In a piece titled A Brief History of Boudoir Fashion: From Corsets to Kimonos, Mike Cassidy Photography traces boudoir fashion back to “the private chambers of aristocratic women,” writing that the category has moved through “structured and confining corsets” and toward “liberating and ethereal negligees,” reflecting “cultural shifts and changing attitudes towards women’s bodies and their relationship with clothing.” The same piece notes that “by the 1920s, the confining corset had mostly fallen out of favor, replaced by the brassiere,” connecting lingerie evolution to broader shifts in women’s movement and comfort.
That context makes the Actor Awards theme feel even more poetic. The carpet literally asked celebrities to reimagine 1920s and 1930s glamour, and boudoir dressing exists partly because those decades reshaped what women wore underneath, and why.
Jenna Ortega’s style story keeps circling back to control, and she has said it out loud
Ortega’s boudoir moment also fits into the way she talks about identity, perception, and the pressure to perform a version of yourself for the public.
Ortega attended the Actor Awards with one nomination: Outstanding Performance by a Female Actor in a Comedy Series for Wednesday. This marked her first awards show appearance since January’s Golden Globes, where she wore a black cut-out dress by Dilara Findikoglu.
Then there’s the quote that explains the whole vibe.
In July, Ortega told The Hollywood Reporter that public perception does not align with who she is: “I think that’s part of my struggle with that side of this job, because you feel incredibly misunderstood,” she said. “It’s almost to a point where it feels like your name doesn’t belong to you. I almost don’t even resonate with it anymore. I hate assumptions, and a big part of this job is that people are going to make assumptions about you.”
She added, “Yes, I have qualities similar to Wednesday, but I’m not [her].”

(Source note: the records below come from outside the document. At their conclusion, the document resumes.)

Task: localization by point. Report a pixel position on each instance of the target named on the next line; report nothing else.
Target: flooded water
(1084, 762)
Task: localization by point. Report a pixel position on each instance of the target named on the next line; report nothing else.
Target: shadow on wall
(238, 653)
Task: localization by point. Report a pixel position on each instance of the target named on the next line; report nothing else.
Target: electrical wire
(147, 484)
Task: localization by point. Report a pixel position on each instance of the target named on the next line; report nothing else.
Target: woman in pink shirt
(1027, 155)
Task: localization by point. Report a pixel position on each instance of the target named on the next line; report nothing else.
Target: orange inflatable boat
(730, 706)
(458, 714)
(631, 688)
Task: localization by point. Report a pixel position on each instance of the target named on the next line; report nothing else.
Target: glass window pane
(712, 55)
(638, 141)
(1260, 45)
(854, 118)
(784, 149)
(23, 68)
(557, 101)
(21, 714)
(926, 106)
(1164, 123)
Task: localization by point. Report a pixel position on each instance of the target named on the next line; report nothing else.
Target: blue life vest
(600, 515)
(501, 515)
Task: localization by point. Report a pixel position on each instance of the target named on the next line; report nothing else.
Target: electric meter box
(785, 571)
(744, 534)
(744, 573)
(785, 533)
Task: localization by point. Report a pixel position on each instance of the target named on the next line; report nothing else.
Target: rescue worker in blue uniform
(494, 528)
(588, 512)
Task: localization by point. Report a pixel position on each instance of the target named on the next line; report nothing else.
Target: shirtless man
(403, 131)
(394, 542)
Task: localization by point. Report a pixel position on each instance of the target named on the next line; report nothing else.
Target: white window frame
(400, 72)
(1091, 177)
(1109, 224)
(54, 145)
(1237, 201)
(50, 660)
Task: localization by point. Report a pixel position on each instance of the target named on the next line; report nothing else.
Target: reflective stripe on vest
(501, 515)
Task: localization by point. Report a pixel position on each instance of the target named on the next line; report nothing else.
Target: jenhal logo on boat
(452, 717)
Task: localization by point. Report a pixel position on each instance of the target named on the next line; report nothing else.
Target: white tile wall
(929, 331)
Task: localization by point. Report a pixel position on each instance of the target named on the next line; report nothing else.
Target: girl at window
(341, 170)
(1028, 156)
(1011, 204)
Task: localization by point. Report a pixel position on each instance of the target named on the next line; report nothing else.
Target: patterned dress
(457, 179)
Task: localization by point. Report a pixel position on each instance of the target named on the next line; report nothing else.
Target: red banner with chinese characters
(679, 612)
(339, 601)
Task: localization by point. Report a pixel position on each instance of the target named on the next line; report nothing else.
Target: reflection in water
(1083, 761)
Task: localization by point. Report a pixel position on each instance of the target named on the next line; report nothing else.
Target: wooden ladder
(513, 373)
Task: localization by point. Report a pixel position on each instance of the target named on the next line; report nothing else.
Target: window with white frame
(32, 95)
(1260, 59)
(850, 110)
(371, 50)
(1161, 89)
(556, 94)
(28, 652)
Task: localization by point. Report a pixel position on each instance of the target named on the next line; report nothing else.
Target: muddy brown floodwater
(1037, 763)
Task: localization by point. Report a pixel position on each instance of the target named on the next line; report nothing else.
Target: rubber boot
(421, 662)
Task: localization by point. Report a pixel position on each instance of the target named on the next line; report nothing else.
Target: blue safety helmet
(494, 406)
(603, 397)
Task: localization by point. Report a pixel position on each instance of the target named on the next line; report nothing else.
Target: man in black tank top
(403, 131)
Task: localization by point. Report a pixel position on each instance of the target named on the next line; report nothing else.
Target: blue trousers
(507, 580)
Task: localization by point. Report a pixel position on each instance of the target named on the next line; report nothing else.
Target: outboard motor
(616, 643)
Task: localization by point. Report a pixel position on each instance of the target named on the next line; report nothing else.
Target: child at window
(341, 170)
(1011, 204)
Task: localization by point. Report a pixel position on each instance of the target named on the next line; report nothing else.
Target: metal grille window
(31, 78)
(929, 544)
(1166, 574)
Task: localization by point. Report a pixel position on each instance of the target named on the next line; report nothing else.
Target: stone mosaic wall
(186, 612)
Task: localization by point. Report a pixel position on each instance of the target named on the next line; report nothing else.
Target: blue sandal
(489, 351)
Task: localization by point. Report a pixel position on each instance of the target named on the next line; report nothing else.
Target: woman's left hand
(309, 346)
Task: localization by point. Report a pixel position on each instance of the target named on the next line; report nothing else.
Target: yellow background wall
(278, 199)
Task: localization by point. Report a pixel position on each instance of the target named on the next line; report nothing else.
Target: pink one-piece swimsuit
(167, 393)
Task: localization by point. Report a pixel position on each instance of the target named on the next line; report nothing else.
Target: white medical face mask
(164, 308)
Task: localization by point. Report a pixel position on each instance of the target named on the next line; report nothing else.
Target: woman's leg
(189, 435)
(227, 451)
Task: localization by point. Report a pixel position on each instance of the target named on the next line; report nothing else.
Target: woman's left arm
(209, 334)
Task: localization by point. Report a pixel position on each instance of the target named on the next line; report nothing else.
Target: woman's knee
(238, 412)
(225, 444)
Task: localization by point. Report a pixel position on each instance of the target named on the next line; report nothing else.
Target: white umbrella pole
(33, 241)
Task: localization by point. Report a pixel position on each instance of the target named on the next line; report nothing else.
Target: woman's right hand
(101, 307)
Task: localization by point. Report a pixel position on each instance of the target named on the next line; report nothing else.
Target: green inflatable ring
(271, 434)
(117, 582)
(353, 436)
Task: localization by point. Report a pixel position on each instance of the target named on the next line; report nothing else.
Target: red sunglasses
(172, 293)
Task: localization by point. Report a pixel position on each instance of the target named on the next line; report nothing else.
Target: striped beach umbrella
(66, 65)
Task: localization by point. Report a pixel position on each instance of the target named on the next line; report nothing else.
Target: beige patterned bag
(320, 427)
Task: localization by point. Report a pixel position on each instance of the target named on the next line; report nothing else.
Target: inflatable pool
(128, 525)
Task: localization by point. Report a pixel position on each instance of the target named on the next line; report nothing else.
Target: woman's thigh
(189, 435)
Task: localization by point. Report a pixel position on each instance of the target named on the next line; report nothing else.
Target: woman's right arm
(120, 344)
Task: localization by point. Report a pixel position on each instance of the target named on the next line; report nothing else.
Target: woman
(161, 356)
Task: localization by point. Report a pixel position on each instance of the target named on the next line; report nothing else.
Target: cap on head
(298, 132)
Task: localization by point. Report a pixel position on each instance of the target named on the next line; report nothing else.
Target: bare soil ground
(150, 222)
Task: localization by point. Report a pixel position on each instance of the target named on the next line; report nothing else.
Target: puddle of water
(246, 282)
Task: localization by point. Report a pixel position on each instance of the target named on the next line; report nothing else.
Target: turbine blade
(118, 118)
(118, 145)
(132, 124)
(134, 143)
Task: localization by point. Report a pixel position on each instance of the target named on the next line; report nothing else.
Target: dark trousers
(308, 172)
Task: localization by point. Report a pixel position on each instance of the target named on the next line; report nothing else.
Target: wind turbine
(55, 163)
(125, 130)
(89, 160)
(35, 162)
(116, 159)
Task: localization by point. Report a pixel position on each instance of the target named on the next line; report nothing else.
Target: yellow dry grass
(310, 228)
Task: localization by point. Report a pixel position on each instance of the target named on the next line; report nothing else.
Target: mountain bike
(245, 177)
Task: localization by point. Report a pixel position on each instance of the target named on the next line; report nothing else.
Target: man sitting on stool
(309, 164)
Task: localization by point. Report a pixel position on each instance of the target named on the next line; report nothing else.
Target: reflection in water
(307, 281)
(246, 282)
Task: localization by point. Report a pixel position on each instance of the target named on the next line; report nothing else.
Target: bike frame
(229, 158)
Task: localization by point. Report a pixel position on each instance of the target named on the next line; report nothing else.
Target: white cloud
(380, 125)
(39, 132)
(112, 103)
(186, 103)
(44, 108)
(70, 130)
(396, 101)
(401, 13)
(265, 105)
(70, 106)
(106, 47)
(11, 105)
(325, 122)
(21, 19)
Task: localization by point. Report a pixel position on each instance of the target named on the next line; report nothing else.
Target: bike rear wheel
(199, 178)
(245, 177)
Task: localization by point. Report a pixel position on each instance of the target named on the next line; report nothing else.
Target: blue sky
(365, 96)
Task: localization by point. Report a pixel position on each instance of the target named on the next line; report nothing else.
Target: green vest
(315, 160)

And she went further on celebrity culture: “We know too much [about actors],” she said. “And the people feel entitled to those bits and pieces of your life where, if they were put under the same microscope, they wouldn’t feel nearly as comfortable. But there’s an expectation on creative people who, half the time, should not be speaking publicly. They’re supposed to become salesmen for their brand. But they should just lock them in a room and let them create their art.”
And she makes those statements through fashion as well.
Jenna Ortega treats fashion like a boundary and a statement at once. Boudoir dressing on a red carpet could read like vulnerability, but on her, it reads like empowerment.